Его невеста в любой ситуации оставалась профессионалом.
… Я вздохнул, достал из нагрудного кармана комбинезона сотовый телефон и позвонил в службу «Скорой помощи». В ожидании приезда медиков я выбросил в ближайшие кусты оружие и боеприпасы, отряхнул от шоколадной крошки и спрятал в нагрудный карман ключ с изображением старинного герба, снял комбинезон и остался в форме дружинника, которая у местного населения ещё вызывала доверие.
Машина «Скорой помощи» приехала на удивление быстро и, погрузив внутрь салона раненого, так же быстро, включив сирену, уехала.

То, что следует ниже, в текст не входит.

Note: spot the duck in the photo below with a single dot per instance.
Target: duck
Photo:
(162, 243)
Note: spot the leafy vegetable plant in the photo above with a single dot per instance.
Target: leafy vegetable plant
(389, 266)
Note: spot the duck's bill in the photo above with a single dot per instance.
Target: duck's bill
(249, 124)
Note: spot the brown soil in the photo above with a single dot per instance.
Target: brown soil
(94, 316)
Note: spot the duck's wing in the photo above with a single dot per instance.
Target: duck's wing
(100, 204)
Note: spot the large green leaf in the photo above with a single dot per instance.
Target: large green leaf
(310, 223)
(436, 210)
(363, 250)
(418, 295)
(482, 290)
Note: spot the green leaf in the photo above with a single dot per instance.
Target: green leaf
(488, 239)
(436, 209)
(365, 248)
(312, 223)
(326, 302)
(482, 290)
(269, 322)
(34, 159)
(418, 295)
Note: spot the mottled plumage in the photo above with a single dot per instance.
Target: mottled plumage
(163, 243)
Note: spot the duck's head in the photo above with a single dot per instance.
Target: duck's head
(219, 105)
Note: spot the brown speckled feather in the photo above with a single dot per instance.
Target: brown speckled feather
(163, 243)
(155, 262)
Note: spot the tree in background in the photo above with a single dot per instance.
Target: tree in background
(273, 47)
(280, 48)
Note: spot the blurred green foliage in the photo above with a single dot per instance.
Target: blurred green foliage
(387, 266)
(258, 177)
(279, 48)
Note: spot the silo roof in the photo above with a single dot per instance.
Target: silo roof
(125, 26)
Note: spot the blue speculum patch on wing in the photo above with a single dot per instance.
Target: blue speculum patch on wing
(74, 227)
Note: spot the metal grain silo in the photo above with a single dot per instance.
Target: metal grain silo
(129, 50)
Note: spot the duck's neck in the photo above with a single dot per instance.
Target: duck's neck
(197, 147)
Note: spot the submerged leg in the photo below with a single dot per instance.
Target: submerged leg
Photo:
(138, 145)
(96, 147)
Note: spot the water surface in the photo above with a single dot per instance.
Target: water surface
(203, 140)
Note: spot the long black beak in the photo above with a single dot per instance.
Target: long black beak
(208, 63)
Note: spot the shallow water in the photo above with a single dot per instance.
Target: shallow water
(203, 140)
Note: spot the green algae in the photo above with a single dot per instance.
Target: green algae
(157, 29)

Тело застреленной мной женщины так и осталось лежать на брусчатке.
— Мы мёртвых не возим, — скороговоркой пояснил мне молоденький врач, — вызывайте труповозку.
— Ну, уж это без меня! — решил я и попытался, как требует инструкция, тихо и незаметно покинуть место проведения операции. Ситуация развивалась, как мне казалось, стихийно, и повлиять на ход событий было равносильно попытке вскочить в вагон идущего на всех парах транссибирского экспресса.
Однако на этот раз мне не повезло, и покинуть место проведения операции не получилось. Остров «закрыли» по всем правилам, и мне неделю пришлось безвылазно отсиживаться в снятой накануне квартире, питаясь тем, что я успел забросить в холодильник, прежде чем вернулся в казарму.
Чтобы как-то скоротать время, я смотрел все телевизионные передачи, включая дневные, вечерние и ночные новости. Политическая жизнь в стране набирала всё новые и новые обороты. После скандальной отставки Президента Харьковского страна окунулась в предвыборную гонку и заключительная фаза «антитеррористических учений» на Сахалине осталась незамеченной.
Однако, несмотря на успешное завершение операции, мне было не по себе: пришлось исправлять ошибку своего предшественника, и, к большому моему сожалению, исправлять пришлось кровью. На душе было скверно. Я был зол и на коллегу, и на себя, на наше руководство, на сумасшедших «Избранных» миллиардеров, вздумавших поиграть в небожителей, и на весь мир в целом. Тогда то мне и припомнился старый разговор со штатным психологом по прозвищу Розембаум о старом советском фильме про чудака-учителя, который пытался сделать мир лучше, о долге разведчика, о его «придуманной» жизни, и о цене, которую мы платим за ошибки в нашей работе.
Я пошёл в фильмотеку, где долго и путано пытался пояснить пожилой сотруднице, какой именно фильм мне нужен. Запутавшись окончательно, я предложил запустить на компьютере поисковую программу.
— Не надо. Я знаю этот фильм, — грустно улыбнувшись, сказала женщина и принесла диск с фильмом. Меня поразило название: «Доживём до понедельника».
— Вся жизнь понедельник, — почему-то сказал я.
— Сегодня пятница, тринадцатое, — то ли пошутила, то ли поправила меня сотрудница.
Не могу сказать, что фильм явился для меня откровением. Я многого не понял, но когда фильм закончился, я выключил видеоплеер и, как мне показалось, долго и совершенно бездумно сидел в тёмной комнате. Когда глаза привыкли к темноте, я вдруг почувствовал: отпустило! На душе стало легче.